Delphi & Tula Pioneer Software to Boost Fuel Economy
Conventional wisdom holds there are two distinct worlds in the automotive universe—the hardware-oriented gearheads who know engines, pistons and camber and the softer science engineers who design infotainment systems and the computer-oriented systems on the modern car. It’s the classic Detroit (or Tokyo or Stuttgart) vs. Silicon Valley story. Not that there isn’t plenty of crossover in a car that contains thousands of lines computer code throughout its ecosystem, but historically the engine was the province of the engineers inside a car company—and they rarely looked outside for inspiration. All that may be about to change.
Tier 1 supplier’s like Delphi are compiling CO2 reduction (or more positively, fuel economy improvement) technologies as the world’s automakers strive to meet global targets for reduced
greenhouse gas emissions. While battery electric and fuel cell electric vehicles are one path, that path is very expensive and has yet to demonstrate consumer acceptance that will guarantee its success. So in parallel suppliers and auto companies are exploring any and everything that can keep the tried and true internal combustion on a more environmentally friendly path.
Delphi’s recent investment in Tula, a Silicon Valley software company demonstrates one of those paths. Tula has developed software algorithms that do something engineers in Detroit, Tokyo and Stuttgart had not thought possible—to shut off different cylinders independently, giving the engine power as needed in a given situation, but saving fuel by giving it only the power needed and not firing any extras cylinders. The trick is taking cylinder deactivation, which is a known technology, to a more efficient level while not sacrificing NVH (noise-vibration-harshness) usually associated with uneven firing sequences. “No one inside the OEM world would have thought of this,” emphasized Dephi’s James Zizelman, managing director, North American, Dephi Powertrain Systems.
We Drove the Demo
The Dephi-Tula solution, which Clean Fleet Report had a chance to test-drive, squeezes out those extra mpgs that every manufacturer is striving for and still delivers smooth performance. Think of it as just-in-time delivery of power, but with the added benefit of maintaining smooth operation in the complex engine environment. The end result is a system called Dynamic Skip Fire.
As Zizelman explained, in this system Dephi provides the basic hardware—powertrain controls and electronics, variable valve train technology and the vehicle integration and calibration. From Tula comes the advanced digital signal processing that makes this magic work. That magic is currently covered by 30 Tula patents with additional ones coming. In a vehicle, the result is an amazing firing pattern that looks (on a computer read-out) like the engine equivalent of a Jackson Pollock painting but with the quiet smoothness of a Monet water lily.
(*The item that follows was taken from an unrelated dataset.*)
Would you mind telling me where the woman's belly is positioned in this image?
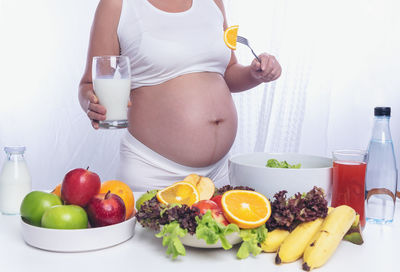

The benefit is clear. In a V-8 application Dynamic Skip Fire can deliver a steady 17 percent improvement in fuel economy—for $25 an mpg. That’s around double the fuel economy improvement of current cylinder deactivation systems, Zizelman said. He added that Delphi and Tula are now working on a four-cylinder application that will be available for demonstrations next year. In that application, which adds the system to a gasoline direct injection engine, hey expect a 10 percent fuel economy improvement—at a slightly high cost per mpg.
Delphi & Tula – Ready for the Market
Because most of the hardware is off-the-shelf, Delphi has been able to bring the integration of the new software up to “automotive grade” quality relatively quickly. Zizelman said the company expects to see Dynamic Skip Fire in production vehicles by the 2020 model year.
An additional benefit of this system might come when it is combined with something else Delphi (among other suppliers) is working on and predicts will become commonplace in the coming
model years—48-volt mild hybrid systems. As explained by Delphi’s chief technology officer Jeff Owens, “Compared to higher voltage mild hybrids, vehicles with 48-volt systems have demonstrated 70 percent of the benefit at 30 percent of the cost.” These systems, in either gasoline or diesel engines, could reduce the percentage of CO2 emissions by double digits, capture energy typically lost while braking and provide torque in the low rpm range for anemic start-stop hybrids. The 48-volt systems is particularly efficient in low speed, stop-and-go driving situations, which would ideally complement the Dynamic Skip Fire’s efficiencies at higher speeds.
Whether with Dynamic Skip Fire or 48-volt mild hybrids or a combination of both, the folks at Delphi have many ways in which the internal combustion engine will continue to remain competitive in the marketplace even as CO2 and fuel economy regulations push for higher efficiency.